July 22, 2011 at 10:00 AM

Is there a manager alive out there good enough for Mariners baseball fans?

We’re at that time of year again. The annual point when Mariners fans across a global spectrum begin to debate whether or not the manager of that year’s team has what it takes to make it in our hotbed of the baseball universe.
Doesn’t matter how successful the manager has been. How revered he was at one point in time. Since the day of my arrival, there has been this turning point where M’s fans seem to abandon a manager mentally and find it tough to return.
Which begs the question: is there a manager alive out there good enough for Mariners baseball fans?
After all, we’ve all seen how a percentage of the online fanbase already considers itself brighter than the average player, journalist, team owner, general manager, batboy…etc., etc. when it comes to baseball and what it takes to win, be it lineup decisions, pitching changes, team chemistry and other stuff. That’s nothing new. It’s not meant to be condescending, just an opinion based on stuff I’ve read over the years. Stuff like “(Insert name here) is an idiot!” Since they first began serving beer alongside boxscores at the neighborhood tavern, every armchair jock or jock wannabe thinks they have the sport figured out better than the guys who live it. Part of human nature.
But where it’s become a problem here in Seattle — at least the way I see it — is that this team has employed six managers since my arrival on Sept. 6, 2006. Mike Hargrove, John McLaren, Jim Riggleman, Don Wakamatsu, Darren Brown and Eric Wedge have all taken their turns running the ballclub.
And after a bit of time, all of them have been generally proclaimed as dunces for X or Y reasons. And each time their replacement comes along, the fans (and yes, a few too many media commentators) generally embrace whoever the successor is for a period of a few weeks or months because the new guy’s strongest suit seems to be that they aren’t the manager who came before.
Then, the first time that new manager experiences some prolonged losing — a frequent occurence in Seattle — the fanbase tends to turn rather slowly at first, but then with a sense of rapid-fire permanence. And once that permanence is achieved, every single move that follows by said manager will be viewed through the same prism of failure, leaving no room for flexibility or “outside the box” thinking.
I suppose it’s the same type of thinking so prevalent in New York, or Boston, or Philadelphia, or other places that actually win from time to time. I’ve lost track of how many times a segment of the Red Sox fanbase has wanted to fire Terry Francona, even after two World Series titles. Hey, nobody is saying this type of short-sightedness and limited attention span is just a Seattle thing.
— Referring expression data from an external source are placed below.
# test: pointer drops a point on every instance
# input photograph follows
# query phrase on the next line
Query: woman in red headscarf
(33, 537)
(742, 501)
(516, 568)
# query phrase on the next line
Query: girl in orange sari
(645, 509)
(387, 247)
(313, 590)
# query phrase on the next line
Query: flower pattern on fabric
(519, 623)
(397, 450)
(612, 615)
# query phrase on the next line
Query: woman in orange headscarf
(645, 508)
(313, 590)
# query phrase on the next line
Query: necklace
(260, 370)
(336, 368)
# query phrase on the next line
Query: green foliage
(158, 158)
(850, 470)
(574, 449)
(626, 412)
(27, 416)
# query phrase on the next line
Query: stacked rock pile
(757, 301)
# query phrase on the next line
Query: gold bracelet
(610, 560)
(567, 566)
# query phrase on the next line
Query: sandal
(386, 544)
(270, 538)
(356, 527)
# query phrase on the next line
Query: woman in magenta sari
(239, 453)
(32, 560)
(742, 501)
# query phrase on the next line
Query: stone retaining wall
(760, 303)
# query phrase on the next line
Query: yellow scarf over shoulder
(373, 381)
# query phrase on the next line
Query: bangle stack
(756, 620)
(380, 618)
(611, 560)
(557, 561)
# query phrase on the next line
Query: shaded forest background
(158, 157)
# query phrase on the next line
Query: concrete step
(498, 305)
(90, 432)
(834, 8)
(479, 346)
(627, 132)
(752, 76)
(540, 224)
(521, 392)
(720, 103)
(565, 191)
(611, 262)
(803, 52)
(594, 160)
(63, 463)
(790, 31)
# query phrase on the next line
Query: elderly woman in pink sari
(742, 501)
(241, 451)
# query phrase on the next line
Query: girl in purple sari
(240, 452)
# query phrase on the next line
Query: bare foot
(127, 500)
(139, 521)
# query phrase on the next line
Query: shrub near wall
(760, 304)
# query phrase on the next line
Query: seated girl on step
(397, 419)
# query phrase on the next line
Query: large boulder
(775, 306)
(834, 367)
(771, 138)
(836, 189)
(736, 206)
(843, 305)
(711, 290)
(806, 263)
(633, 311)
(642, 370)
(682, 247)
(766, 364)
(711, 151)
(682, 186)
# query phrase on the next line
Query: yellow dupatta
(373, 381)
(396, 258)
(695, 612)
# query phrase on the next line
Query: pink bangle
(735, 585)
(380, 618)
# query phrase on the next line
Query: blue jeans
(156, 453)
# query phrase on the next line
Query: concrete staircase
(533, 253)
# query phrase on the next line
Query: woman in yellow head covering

It actually seems to be an unfortunate byproduct of the internet age, where everyone wants instant gratification on a night-to-night, inning-by-inning basis.
You can live with that, I suppose. And with the armchair GMs who think they can manage a team better than the professionals. That’s what sports are all about.
The problem in Seattle, to me, is that the folks running the Mariners have actually been turning over managers the way most folks recycle underwear. Six managers in fewer than four years is at least three too many.
And while I sure hope the fans aren’t the ones calling the shots in Seattle — doubtful, given the lack of results in other key areas of how the Mariners are run — I wonder if, on some level, all the fan angst towards the easiest part of the game to criticize (the guy making in-game decisions) isn’t carrying over to some extent with the guys paid to run the greater baseball team.
After all, if a team is losing 100 games and the fans conclude the field boss is an idiot and that’s all the GM or president reads every day, it makes it easier to pull the trigger on a manager than to admit your own mistakes in signing Free Agent A. Or in not doing something about GM Trade B, or maybe getting Owner C to up payroll and give a manager better players.
You can learn to live with the manager stuff in New York, where the Yankees are spending through the roof, have won all those titles, and have an accepted standard of excellence that is bought, paid for and expected to be maintained. But in Seattle? A place where few sports teams have ever won anything? A little tough for me to start deeming every manager an idiot just a few months after he walks through the door.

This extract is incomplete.